Both Canberra coach Ricky Stuart and Dogs coach Des Hasler took aim at the referees this weekend. Hasler has been vociferous in his criticism of officials in recent weeks as Canterbury’s season goes from bad to worse. Stuart is also well-known for his trenchant attacks on refs, with the Raiders enduring a poor run in 2017. Stuart outburst went like this: "Coaches have to come in here and own up to every question you blokes want to throw at us and we do it week in and week out," he said in his post-match press conference. “We just keep on aiming up, coming in here having to answer your questions after our week, season of hard work and yet … why don't the NRL get the referees in here to come in and answer some of these questions too? Or Tony Archer?

“When do they ever have to face any accountability? The best thing the NRL have done is just keep fining me and fining me and fining me and whacking the hell out of me so I don't say anything. Why doesn't the NRL come out and make public some of the communications between the referees and the bunker and the actual linesmen?
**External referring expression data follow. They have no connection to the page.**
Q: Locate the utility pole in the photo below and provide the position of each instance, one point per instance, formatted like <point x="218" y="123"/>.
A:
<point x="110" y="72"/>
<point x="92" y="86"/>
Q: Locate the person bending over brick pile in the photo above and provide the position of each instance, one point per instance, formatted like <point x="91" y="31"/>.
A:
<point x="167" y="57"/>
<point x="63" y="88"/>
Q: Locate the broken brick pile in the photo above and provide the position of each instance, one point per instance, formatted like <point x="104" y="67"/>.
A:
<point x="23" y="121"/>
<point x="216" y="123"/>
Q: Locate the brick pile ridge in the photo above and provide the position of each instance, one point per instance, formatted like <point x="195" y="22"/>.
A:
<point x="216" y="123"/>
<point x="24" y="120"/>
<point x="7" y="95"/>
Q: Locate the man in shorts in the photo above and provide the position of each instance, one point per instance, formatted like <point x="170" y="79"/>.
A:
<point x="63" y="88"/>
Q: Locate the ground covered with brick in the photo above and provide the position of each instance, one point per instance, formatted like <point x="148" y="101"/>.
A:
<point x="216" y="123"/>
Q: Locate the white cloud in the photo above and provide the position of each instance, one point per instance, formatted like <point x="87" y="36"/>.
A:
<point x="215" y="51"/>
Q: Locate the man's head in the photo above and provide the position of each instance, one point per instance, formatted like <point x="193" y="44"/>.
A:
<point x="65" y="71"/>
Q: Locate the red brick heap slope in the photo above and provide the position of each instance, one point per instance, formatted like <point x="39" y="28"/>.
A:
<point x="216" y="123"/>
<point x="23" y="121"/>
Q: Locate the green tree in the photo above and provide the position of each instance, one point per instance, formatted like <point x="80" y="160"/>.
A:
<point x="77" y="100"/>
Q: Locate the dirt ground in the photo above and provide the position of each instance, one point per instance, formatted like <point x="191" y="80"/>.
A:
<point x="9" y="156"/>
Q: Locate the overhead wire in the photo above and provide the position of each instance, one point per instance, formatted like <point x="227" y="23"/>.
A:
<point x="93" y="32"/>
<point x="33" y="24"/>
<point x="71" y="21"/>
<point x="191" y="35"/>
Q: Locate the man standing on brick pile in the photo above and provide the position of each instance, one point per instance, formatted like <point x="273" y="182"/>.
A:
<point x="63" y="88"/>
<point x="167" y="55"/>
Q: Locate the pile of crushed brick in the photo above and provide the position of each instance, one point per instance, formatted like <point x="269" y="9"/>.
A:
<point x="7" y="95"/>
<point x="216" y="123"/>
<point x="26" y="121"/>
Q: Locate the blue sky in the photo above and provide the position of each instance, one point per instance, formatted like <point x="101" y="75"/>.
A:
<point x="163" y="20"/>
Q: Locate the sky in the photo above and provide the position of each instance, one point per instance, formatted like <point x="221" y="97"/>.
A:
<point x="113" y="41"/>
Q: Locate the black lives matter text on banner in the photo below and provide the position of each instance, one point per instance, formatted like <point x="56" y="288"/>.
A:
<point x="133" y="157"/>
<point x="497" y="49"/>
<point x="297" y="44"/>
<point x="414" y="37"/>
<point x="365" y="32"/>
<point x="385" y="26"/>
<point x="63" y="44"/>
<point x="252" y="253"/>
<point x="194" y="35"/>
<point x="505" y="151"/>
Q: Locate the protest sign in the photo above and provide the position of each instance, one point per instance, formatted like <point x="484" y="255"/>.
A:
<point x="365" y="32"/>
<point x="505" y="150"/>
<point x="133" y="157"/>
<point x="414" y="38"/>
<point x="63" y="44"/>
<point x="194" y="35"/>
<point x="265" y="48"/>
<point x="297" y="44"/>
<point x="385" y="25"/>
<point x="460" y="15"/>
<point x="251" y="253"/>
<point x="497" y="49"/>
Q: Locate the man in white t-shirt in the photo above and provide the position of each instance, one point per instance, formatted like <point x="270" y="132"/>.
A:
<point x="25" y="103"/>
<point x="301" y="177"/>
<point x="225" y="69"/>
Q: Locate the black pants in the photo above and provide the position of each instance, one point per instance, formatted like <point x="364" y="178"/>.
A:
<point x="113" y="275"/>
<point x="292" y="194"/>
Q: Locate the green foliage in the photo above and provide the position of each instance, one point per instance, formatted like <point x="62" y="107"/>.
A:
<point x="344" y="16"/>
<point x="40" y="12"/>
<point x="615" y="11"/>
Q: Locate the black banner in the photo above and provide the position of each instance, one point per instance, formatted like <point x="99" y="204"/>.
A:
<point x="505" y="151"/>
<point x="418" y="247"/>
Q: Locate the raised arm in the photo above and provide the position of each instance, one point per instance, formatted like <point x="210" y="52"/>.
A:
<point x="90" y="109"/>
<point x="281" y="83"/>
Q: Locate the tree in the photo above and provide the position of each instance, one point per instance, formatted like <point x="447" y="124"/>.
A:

Then we'll start fixing some things in regards to what's going on in interpretations, inconsistencies. Let's make everybody accountable. I'm accountable — I've got to sit here every friggin' week and answer questions. Let's make everybody in the game accountable.”

Both Hasler and Stuart are under huge pressure and are deflecting away from themselves and their poorly performing. While referees boss Tony Archer should be more accountable and available to media scrutiny, putting every referee under the spotlight after every game is pure nonsense. That would just drive officials away from the sport.

Dragons take flight

St George Illawarra breathed life into their stuttering finals campaign with a 52-22 thrashing of Manly. It was a weird old game at Brookvale – with the Dragons going out to a 30-0 half-time lead, before the Sea Eagles roared back to score four tries in a 12-minute second half spell. But St George Illawarra retired fire with four more tries in the final 20 minutes to blow Manly away completely. Gareth Widdop had a field day, kicking eight goals, a 40-20 and scoring a try. Don’t write off the Dragons just yet, there’s still life in them.